Berdasarkan pantauan kanalindonesia.com tampak petugas Damkar dibantu warga setempat berupaya memadamkan api serta menghadang api yang akan mendekati rumah Suwantoro. Selain menyemprotkan air ke titik api, petugas juga berupaya membongkar tumpukan sepah tebu yang dibawahnya mengeluarkan asap.

Diprediksi, api baru bisa dijinakkan pada sore atau bahkan hingga malam hari. Sebab, kencangnya hembusan angin, dan tingginya objek yang terbakar, serta bara api yang menjalar dari bagian bawah membuat petugas sulit untuk memadamkan api.

Eko Prayitno, salah satu warga sekitar mengungkapkan, kebakaran tersebut terjadi sekitar pukul 11.30 WIB. Tidak diketahui secara pasti penyebab kebakaran. Menurutnya, api pertama kali diketahui oleh anak-anak yang sedang bermain tak jauh dari lokasi.

“Jadi tiba-tiba anak-anak berteriak kebakaran-kebakaran,” katanya.

Setelah itu lanjut Eko, warga sekitar langsung menghubungi perangkat desa setempat yang diteruskan ke petugas Damkar. Namun saat itu, api sudah membesar dan mulai menjalar ke arah barat.

“Informasinya titik api pertama dari sebelah selatan-timur,” terangnya.

Eko melanjutkan, karena api semakin membesar akhirnya warga langsung membantu Suwantoro untuk mengevakuasi barang-barang di dalam rumahnya. Mengingat, jarak antara rumah Suwantoro dengan tumpukan sepah tebu hanya sekitar satu meter.

“Tadi api sudah sempat menyambar bagian atap rumah itu, tetapi berhasil dijinakkan petugas meskipun sampai saat ini belum aman,” terangnya.

Sementara itu, Kepala Satuan Polisi Pamong Praja (Kasatpol PP) Johanes Bagus Kuncoro melalui Kabid Damkar Rakidi mengungkapkan, pihaknya menerima laporan kebakaran ini sekitar pukul 12.00 WIB. Setibanya dilokasi, petugas langsung fokus mengamankan rumah Suwantoro yang berdampingan dengan sumber api.

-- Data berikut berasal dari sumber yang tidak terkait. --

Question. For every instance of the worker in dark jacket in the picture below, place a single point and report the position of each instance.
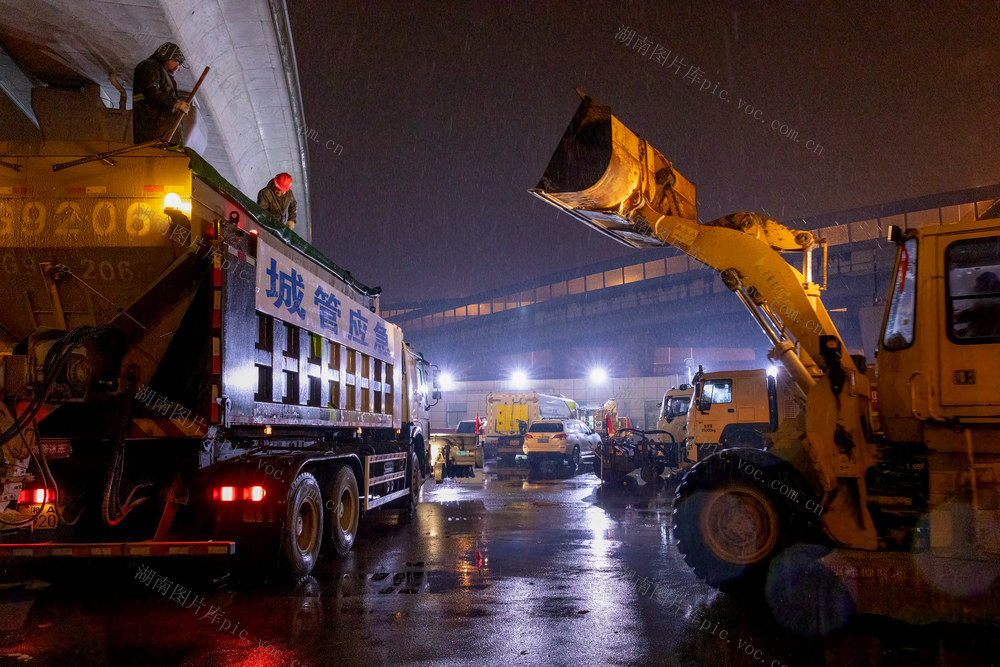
(277, 199)
(154, 94)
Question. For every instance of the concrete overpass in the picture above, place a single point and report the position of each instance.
(658, 312)
(63, 56)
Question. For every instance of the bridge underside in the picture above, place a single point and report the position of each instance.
(661, 312)
(61, 59)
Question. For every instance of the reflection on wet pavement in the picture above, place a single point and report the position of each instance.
(506, 567)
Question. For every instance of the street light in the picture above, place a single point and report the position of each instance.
(598, 375)
(447, 381)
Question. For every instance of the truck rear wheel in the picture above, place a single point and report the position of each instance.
(574, 459)
(728, 527)
(415, 480)
(302, 534)
(344, 509)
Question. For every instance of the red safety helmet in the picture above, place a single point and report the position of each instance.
(283, 182)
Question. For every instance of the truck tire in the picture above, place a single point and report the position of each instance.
(344, 511)
(302, 534)
(729, 525)
(574, 459)
(413, 499)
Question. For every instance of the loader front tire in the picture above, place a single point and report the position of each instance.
(729, 525)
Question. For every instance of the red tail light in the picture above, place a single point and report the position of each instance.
(228, 494)
(36, 496)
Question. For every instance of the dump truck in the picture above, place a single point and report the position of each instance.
(508, 416)
(832, 509)
(738, 409)
(185, 376)
(674, 414)
(457, 454)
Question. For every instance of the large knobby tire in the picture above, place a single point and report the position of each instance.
(302, 534)
(728, 526)
(344, 511)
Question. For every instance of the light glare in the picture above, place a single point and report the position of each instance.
(519, 379)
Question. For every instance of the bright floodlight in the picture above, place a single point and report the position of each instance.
(598, 375)
(447, 381)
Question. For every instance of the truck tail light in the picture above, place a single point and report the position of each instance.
(228, 494)
(36, 496)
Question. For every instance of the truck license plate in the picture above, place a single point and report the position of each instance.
(45, 516)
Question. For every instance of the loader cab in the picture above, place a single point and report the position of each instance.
(940, 342)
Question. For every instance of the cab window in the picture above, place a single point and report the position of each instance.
(973, 290)
(545, 427)
(676, 407)
(719, 391)
(899, 325)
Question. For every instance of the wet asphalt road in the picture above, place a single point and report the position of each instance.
(500, 569)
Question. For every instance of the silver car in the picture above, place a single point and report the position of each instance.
(569, 440)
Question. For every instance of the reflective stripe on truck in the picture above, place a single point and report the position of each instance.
(116, 549)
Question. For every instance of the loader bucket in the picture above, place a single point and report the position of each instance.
(600, 166)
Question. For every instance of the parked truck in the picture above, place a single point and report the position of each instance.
(508, 416)
(738, 409)
(457, 454)
(184, 375)
(916, 505)
(674, 415)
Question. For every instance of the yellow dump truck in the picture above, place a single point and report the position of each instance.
(508, 416)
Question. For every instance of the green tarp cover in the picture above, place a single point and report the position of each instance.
(206, 172)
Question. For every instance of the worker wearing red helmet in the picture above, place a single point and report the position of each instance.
(277, 199)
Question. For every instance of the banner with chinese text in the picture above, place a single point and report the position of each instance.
(289, 292)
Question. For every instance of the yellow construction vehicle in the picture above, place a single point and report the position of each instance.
(916, 505)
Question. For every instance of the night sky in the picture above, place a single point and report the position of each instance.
(446, 113)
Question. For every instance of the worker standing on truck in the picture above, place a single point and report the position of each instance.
(277, 199)
(154, 94)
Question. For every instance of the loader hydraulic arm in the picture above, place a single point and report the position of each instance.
(612, 180)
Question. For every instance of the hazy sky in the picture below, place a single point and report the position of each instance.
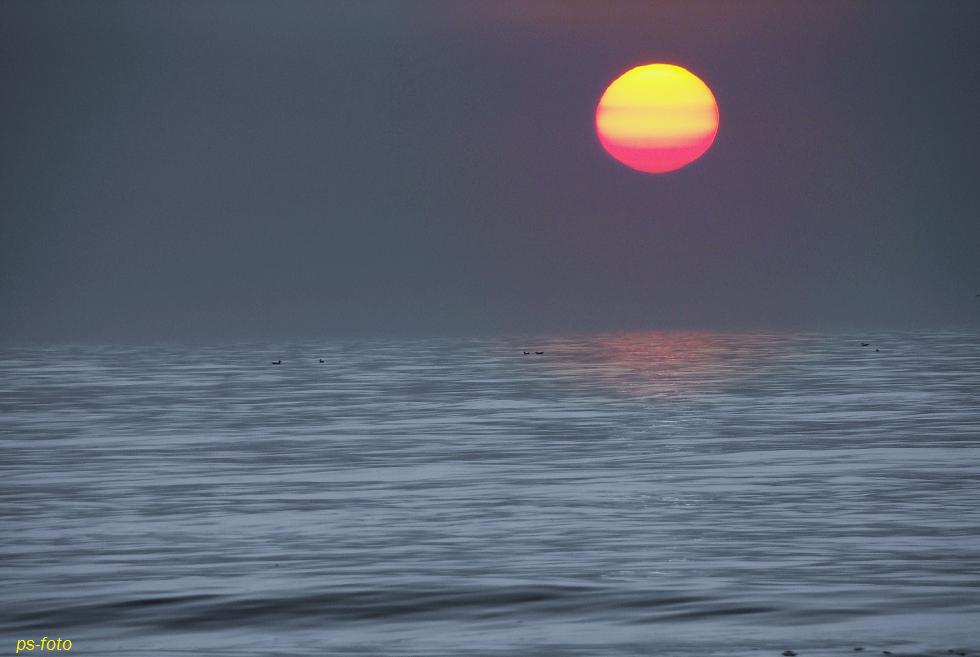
(259, 169)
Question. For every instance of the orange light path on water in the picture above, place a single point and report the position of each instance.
(657, 118)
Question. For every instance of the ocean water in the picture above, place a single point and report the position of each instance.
(620, 494)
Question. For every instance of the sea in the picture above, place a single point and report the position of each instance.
(617, 494)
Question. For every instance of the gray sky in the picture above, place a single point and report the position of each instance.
(264, 169)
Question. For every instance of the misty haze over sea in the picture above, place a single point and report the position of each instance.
(661, 493)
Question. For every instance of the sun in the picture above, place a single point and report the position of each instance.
(657, 118)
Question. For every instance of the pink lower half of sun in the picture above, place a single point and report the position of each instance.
(660, 158)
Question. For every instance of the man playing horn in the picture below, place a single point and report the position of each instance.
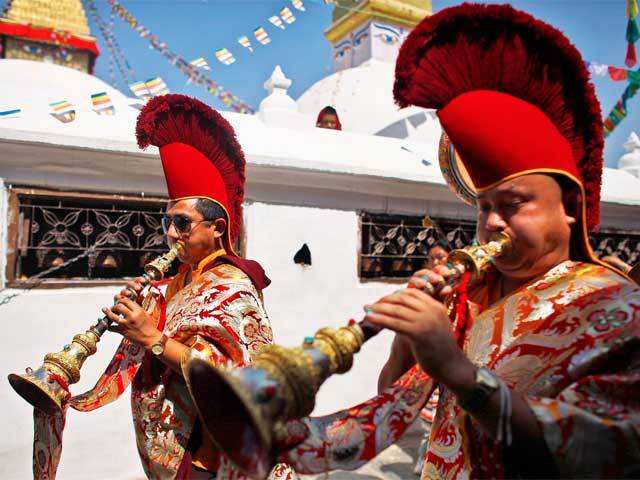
(212, 307)
(538, 367)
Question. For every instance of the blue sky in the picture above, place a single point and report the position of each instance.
(195, 28)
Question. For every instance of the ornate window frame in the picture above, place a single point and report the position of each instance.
(59, 235)
(392, 247)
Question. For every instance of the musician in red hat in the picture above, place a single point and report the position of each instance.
(211, 308)
(538, 367)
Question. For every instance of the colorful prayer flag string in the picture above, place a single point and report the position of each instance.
(140, 90)
(225, 57)
(246, 43)
(262, 36)
(287, 15)
(195, 74)
(102, 104)
(156, 87)
(619, 111)
(633, 34)
(63, 111)
(200, 63)
(298, 5)
(10, 113)
(277, 22)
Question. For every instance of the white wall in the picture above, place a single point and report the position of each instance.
(4, 206)
(328, 293)
(100, 442)
(299, 301)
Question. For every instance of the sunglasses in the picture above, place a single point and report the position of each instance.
(182, 223)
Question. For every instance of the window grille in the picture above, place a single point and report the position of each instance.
(624, 245)
(395, 246)
(54, 227)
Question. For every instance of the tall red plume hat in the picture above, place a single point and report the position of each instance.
(513, 97)
(200, 155)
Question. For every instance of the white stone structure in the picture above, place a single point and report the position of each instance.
(630, 161)
(304, 185)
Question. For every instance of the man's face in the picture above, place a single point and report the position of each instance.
(436, 256)
(530, 210)
(200, 238)
(328, 120)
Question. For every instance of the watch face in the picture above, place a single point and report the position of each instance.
(157, 349)
(485, 377)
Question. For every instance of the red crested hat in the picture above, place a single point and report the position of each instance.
(513, 97)
(200, 155)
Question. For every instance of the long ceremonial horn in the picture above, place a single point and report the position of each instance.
(48, 386)
(244, 409)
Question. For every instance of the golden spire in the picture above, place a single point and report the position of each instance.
(350, 14)
(64, 15)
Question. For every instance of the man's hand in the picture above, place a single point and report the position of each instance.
(136, 285)
(424, 323)
(133, 322)
(437, 278)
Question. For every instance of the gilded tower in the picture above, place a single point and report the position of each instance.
(366, 29)
(54, 31)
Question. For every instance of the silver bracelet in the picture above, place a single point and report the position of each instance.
(504, 435)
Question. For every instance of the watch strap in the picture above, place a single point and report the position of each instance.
(482, 391)
(158, 348)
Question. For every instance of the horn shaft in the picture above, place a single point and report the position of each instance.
(244, 409)
(47, 387)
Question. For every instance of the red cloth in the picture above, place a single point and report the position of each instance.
(498, 136)
(494, 73)
(251, 268)
(48, 35)
(200, 154)
(182, 183)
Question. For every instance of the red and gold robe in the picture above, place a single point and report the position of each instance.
(220, 315)
(568, 342)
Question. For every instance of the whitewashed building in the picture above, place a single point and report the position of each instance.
(354, 197)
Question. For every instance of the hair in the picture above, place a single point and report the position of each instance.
(441, 244)
(329, 110)
(210, 210)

“Jadi kita fokuskan pengamanan rumah ini, karena sebagian besar tumpukan sepah tebu dan bagian atapnya yang terbuat dari asbes sudah habis terbakar,” katanya.

Rakidi melanjutkan, setidaknya ada tiga mesin penyemprot yang digunakan. Untuk air, diambilkan dari sungai yang dekat dengan lokasi. Namun demikian, pihaknya mengakui cukup sulit untuk memadamkan api karena terkendala titik api yang tidak terlihat, bara api bisa menjalar dibawah tumpukan, dan kencangnya hembusan angin.

“Jadi saat sepah tebu tersebut dibalik, lalu tertiup angin maka akan langsung terbakar,” jelasnya.

Rakidi memperediksi, setidaknya dibutuhkan waktu hingga sore hari untuk menjinakkan api ini. Pihaknya juga meminta warga setempat untuk turut membantu proses pemadaman dan membongkar tumpukan sepah tebu.

“Kami sempat meminta warga untuk membantu, daripada hanya melihat saja,” imbuhnya.

Disinggung penyebab kebakaran, Rakidi masih belum mengetahuinya. Namun menurut keterangan sejumlah saksi, lokasi penggilingan tebu tradisional ini sedang berhenti beraktivitas karena belum masuk musim.